I might have invited myself over, but Finn clearly needed the company more.
We sliced our pizzas and ate over the counter, standing up and still touching. The crust was crunchy, the sauce sweet, and the anchovies delivered the perfect amount of saltiness.
“I’ve had breakups before, and they sucked, but I felt like myself again. I got back out and I dated again.” Finn wiped his mouth with the back of his hand, then reached into a drawer and handed me a napkin. “After being with them…with Neil and Annette…I don’t see how I can just date again.”
“Maybe you did love them,” I suggested gently.
“Maybe,” he agreed.
We finished two more slices of pizza before I was too full to eat.
After that, I helped Finn clean up.

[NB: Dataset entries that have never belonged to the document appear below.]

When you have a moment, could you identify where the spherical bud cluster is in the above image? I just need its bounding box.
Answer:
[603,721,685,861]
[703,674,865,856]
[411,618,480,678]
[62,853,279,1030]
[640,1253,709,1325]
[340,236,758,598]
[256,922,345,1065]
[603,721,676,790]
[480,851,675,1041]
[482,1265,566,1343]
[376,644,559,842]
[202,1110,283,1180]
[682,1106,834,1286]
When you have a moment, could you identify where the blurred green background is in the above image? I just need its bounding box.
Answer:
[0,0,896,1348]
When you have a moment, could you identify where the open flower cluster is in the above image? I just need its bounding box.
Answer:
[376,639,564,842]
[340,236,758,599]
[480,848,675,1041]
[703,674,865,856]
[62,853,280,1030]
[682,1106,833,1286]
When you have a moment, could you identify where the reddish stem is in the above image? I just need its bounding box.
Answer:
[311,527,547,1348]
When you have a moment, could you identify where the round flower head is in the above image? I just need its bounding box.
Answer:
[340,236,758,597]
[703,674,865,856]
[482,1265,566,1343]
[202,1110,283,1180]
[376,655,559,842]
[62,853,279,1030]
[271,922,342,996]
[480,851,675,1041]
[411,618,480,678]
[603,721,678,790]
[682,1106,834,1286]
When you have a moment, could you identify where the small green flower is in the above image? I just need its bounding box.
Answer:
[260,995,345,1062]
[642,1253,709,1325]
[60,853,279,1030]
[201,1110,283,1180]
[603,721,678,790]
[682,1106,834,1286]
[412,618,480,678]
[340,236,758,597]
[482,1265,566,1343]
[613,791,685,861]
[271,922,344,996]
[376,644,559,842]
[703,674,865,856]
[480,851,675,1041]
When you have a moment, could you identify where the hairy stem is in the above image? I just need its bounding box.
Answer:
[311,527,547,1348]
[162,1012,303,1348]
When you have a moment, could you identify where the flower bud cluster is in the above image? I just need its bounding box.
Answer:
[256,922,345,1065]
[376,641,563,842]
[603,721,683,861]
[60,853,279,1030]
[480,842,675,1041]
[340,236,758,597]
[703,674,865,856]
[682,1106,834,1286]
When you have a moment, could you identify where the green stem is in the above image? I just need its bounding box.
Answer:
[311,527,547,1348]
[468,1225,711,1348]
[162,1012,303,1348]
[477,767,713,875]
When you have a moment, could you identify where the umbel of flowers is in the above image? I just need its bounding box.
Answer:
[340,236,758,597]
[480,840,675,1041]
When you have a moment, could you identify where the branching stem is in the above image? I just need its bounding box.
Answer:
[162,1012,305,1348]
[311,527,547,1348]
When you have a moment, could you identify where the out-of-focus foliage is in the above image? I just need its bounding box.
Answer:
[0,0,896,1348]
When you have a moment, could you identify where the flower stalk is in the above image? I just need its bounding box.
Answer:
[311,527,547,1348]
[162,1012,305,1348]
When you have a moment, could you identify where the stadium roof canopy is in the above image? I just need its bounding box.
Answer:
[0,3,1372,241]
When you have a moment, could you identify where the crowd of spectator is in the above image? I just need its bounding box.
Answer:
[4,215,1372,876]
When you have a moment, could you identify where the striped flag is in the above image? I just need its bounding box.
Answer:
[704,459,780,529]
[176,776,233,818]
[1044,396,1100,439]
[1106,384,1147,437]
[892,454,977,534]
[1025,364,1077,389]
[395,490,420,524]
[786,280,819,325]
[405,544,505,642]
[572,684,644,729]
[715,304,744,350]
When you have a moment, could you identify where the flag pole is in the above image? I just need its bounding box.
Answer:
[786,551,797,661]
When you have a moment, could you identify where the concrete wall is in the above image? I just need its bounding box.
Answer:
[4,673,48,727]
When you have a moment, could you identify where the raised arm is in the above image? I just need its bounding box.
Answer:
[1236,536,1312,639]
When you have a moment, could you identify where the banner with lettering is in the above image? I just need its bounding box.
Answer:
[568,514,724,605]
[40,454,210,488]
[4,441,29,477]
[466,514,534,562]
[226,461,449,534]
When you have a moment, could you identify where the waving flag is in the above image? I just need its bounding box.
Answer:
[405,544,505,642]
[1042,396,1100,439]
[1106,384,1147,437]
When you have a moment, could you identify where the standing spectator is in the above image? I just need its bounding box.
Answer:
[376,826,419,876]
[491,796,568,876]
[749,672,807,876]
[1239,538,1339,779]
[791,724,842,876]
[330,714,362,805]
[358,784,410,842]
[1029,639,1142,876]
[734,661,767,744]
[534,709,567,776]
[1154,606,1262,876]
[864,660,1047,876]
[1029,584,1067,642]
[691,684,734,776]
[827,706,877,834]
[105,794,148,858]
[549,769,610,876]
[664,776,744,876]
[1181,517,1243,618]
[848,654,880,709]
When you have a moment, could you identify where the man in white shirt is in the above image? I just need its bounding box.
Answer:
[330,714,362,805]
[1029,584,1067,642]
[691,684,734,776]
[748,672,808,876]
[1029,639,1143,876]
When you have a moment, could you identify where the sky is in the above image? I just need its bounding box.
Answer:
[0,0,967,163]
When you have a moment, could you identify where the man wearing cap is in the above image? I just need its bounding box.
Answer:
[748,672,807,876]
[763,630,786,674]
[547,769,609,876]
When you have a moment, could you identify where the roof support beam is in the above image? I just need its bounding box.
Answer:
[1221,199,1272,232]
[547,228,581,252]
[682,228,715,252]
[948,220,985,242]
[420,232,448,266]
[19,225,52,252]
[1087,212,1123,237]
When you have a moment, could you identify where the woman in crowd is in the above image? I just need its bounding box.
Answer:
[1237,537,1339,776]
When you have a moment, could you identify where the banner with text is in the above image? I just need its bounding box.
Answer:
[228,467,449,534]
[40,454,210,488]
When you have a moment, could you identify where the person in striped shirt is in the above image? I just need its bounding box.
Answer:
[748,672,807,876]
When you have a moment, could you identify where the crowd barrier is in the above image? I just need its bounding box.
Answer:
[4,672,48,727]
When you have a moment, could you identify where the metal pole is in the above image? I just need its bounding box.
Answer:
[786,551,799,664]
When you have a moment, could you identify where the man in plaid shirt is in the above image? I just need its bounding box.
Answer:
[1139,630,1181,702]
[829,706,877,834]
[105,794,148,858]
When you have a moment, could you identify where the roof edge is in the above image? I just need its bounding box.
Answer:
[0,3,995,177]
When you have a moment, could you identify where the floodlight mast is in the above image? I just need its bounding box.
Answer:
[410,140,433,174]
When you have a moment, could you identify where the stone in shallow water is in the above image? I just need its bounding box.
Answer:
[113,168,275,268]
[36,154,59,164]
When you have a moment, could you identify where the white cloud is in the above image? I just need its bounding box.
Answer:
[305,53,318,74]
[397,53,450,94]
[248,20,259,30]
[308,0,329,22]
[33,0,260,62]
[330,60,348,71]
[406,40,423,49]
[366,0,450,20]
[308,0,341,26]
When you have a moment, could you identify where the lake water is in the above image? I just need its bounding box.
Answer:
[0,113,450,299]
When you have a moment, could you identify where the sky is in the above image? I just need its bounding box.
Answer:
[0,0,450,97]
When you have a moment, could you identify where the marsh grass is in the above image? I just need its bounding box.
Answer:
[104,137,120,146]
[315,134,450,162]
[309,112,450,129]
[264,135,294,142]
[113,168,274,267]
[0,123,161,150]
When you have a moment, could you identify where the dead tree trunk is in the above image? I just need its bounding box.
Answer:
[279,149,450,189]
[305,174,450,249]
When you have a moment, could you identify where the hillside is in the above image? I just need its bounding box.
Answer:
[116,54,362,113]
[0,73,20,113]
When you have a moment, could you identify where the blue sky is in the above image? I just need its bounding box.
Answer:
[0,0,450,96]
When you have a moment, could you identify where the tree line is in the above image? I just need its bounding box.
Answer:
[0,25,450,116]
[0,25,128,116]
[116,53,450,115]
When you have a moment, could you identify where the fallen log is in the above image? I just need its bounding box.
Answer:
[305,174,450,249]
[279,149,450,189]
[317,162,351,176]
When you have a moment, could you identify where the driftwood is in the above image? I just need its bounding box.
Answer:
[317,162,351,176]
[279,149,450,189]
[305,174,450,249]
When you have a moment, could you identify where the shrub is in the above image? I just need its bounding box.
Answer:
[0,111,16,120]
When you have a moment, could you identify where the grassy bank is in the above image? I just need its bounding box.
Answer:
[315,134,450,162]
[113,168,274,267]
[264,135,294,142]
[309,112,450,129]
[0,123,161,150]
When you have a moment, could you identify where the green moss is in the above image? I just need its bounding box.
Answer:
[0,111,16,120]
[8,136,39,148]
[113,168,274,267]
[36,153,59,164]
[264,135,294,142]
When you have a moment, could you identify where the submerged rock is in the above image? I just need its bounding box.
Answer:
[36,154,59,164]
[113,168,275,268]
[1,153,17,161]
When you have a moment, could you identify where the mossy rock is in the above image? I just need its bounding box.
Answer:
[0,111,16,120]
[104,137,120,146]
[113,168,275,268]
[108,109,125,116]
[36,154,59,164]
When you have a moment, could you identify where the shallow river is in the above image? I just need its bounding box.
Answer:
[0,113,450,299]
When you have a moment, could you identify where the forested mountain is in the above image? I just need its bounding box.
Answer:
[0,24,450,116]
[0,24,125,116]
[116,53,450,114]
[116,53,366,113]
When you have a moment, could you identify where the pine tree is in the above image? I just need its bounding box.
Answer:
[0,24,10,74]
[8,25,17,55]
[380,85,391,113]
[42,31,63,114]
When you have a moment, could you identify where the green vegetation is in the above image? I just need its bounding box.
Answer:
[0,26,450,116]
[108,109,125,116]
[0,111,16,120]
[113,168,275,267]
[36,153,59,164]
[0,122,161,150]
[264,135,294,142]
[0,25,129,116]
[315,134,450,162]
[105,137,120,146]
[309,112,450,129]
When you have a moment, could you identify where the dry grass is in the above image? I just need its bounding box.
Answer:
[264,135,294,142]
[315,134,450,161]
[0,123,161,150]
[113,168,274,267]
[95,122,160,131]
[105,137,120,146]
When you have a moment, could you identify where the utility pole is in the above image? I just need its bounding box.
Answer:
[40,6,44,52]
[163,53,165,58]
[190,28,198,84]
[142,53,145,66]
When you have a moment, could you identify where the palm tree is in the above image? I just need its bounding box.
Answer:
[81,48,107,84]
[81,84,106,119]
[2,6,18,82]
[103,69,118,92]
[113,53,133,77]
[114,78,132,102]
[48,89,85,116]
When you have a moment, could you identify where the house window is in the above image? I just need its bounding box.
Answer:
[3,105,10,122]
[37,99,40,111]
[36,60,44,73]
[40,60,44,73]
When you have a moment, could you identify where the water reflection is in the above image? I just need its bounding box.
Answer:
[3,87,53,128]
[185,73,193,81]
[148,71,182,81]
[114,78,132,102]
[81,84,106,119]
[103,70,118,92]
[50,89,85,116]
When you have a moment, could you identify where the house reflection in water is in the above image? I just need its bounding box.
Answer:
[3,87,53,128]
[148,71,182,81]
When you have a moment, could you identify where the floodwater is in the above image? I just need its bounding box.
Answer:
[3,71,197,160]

We took two beers from his fridge—and I didn’t ask when he started drinking beer not bourbon—and carried them into his library.
It was one of the homiest rooms in the house, recently painted a soft pink color, and it had arguably the best seat in the house—a window seat tucked into a bay window that overlooked the back yard.
There was just enough room on the cushion for two, and we sat there together, backs against the wall and knees bent.
“I know it doesn’t feel like it.” I knocked the side of my foot into Finn’s ankle. “But it won’t be like this forever.”
He arched a disbelieving brow in my direction, sniffing in amusement at me.
“Are you the father figure of the family now?”
“No,” I answered quickly. “I’m just your brother.”
Finn blinked hard and turned his attention toward the paned window. “That’s more than enough, Smith. Don’t let anyone else ever tell you otherwise.”